Question 3 True / False
Extinction of a conditioned fear response represents new inhibitory learning rather than erasure of the original fear memory.
TTrue
FFalse
Answer: True
The evidence is compelling: extinguished fear can recover spontaneously after time passes (spontaneous recovery), return after stress, or reappear when tested in a different context from where extinction occurred (renewal). If extinction had erased the memory, none of these phenomena could occur. Instead, extinction produces new cortical learning — prefrontal cortex projects to inhibitory interneurons in the amygdala that suppress central nucleus output. The original fear trace in the lateral amygdala remains; what changes is whether it gets expressed.
Question 4 True / False
The amygdala is a specialized fear center whose mainly function is to detect threatening stimuli and produce fear responses.
TTrue
FFalse
Answer: False
The amygdala processes emotional significance broadly, not fear exclusively. It is activated by positive stimuli (food rewards, attractive faces, pleasurable events), by novelty and uncertainty, and by social signals of many kinds. The amygdala's role in reward learning and social cognition is well-established. The 'fear center' label arose because fear conditioning is a methodologically convenient paradigm, but conflating the amygdala's experimental role in fear research with its broader function in evaluating motivational relevance misrepresents the neuroscience. Amygdala damage disrupts reward learning and social judgment as well as fear responses.
Question 5 Short Answer
Why does extinction represent new inhibitory learning rather than erasure of the fear memory, and what evidence from animal studies supports this interpretation?

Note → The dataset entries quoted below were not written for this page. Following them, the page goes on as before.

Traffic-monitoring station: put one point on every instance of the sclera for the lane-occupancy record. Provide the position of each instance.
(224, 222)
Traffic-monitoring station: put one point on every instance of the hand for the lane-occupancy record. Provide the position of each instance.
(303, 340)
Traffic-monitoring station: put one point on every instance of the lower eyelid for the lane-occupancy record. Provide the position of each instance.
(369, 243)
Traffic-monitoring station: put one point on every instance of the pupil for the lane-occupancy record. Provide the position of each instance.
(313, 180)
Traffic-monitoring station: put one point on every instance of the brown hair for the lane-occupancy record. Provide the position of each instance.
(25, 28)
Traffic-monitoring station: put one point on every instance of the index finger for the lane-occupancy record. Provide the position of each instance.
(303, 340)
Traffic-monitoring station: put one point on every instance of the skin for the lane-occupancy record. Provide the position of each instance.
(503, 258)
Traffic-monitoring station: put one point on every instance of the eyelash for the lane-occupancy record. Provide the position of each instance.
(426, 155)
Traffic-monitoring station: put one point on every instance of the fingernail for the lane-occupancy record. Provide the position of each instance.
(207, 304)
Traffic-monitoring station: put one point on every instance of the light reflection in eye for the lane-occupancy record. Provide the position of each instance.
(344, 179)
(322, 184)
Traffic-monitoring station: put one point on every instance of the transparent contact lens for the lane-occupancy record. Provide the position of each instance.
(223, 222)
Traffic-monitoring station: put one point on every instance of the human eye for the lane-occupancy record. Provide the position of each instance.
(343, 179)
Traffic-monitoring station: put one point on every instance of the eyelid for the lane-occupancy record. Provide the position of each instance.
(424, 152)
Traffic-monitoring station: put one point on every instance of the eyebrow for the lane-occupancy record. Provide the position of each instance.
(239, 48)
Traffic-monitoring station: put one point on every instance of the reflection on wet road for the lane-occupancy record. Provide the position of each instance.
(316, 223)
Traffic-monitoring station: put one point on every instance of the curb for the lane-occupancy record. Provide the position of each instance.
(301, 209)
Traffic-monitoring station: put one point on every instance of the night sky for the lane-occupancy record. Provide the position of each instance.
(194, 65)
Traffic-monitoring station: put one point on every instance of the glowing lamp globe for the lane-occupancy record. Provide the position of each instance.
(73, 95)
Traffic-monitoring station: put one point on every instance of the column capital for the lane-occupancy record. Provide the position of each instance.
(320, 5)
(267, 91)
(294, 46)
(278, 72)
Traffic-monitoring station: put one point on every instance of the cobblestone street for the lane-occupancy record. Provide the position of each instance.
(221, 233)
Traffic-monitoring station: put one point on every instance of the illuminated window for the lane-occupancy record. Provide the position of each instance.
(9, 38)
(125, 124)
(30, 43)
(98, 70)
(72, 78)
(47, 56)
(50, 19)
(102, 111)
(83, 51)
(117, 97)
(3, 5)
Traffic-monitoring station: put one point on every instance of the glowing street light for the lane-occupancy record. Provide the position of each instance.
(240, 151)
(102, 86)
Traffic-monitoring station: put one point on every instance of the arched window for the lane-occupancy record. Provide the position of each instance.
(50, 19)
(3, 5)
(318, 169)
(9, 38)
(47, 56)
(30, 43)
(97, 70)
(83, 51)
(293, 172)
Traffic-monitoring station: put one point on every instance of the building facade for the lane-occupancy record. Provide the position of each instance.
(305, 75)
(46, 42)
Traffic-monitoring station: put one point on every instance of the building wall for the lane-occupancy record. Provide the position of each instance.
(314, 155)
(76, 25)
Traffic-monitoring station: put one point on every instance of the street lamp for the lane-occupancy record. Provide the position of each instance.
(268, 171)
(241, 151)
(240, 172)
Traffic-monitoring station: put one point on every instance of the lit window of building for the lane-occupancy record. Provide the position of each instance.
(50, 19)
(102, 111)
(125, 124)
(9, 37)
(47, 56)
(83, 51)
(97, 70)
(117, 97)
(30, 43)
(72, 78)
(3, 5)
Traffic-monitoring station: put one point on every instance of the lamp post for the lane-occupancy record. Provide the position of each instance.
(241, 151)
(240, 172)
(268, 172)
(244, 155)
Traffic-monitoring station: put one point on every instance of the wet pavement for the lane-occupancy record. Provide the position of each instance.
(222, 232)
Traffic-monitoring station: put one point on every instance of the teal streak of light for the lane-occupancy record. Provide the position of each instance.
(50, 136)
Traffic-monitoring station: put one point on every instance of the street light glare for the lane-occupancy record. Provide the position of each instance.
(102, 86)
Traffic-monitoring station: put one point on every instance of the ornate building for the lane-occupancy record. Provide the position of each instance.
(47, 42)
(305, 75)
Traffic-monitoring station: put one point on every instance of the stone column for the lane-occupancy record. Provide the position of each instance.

Think about your answer, then reveal below.
Model answer: Extinction creates a new association (CS predicts safety) in prefrontal cortex, which projects to inhibitory interneurons in the amygdala to suppress fear expression. The original CS–US fear trace in the lateral amygdala persists. Three phenomena demonstrate this: (1) spontaneous recovery — fear returns after a rest interval with no further shocks; (2) renewal — fear returns when testing occurs in a different context from extinction; (3) reinstatement — a single unsignaled shock after extinction restores fear responses. All three require the original memory to be latent, not erased.
These three phenomena are the canonical evidence against the erasure interpretation. They show that extinction is context-dependent and time-limited in a way that complete erasure would not be. Clinically, this means exposure therapy creates a competing inhibitory memory, not a cure — relapse is predictable when inhibitory control is disrupted by stress, context change, or time. This understanding motivates research into pharmacological agents that enhance extinction consolidation, making the new inhibitory memory stronger and more resistant to disruption.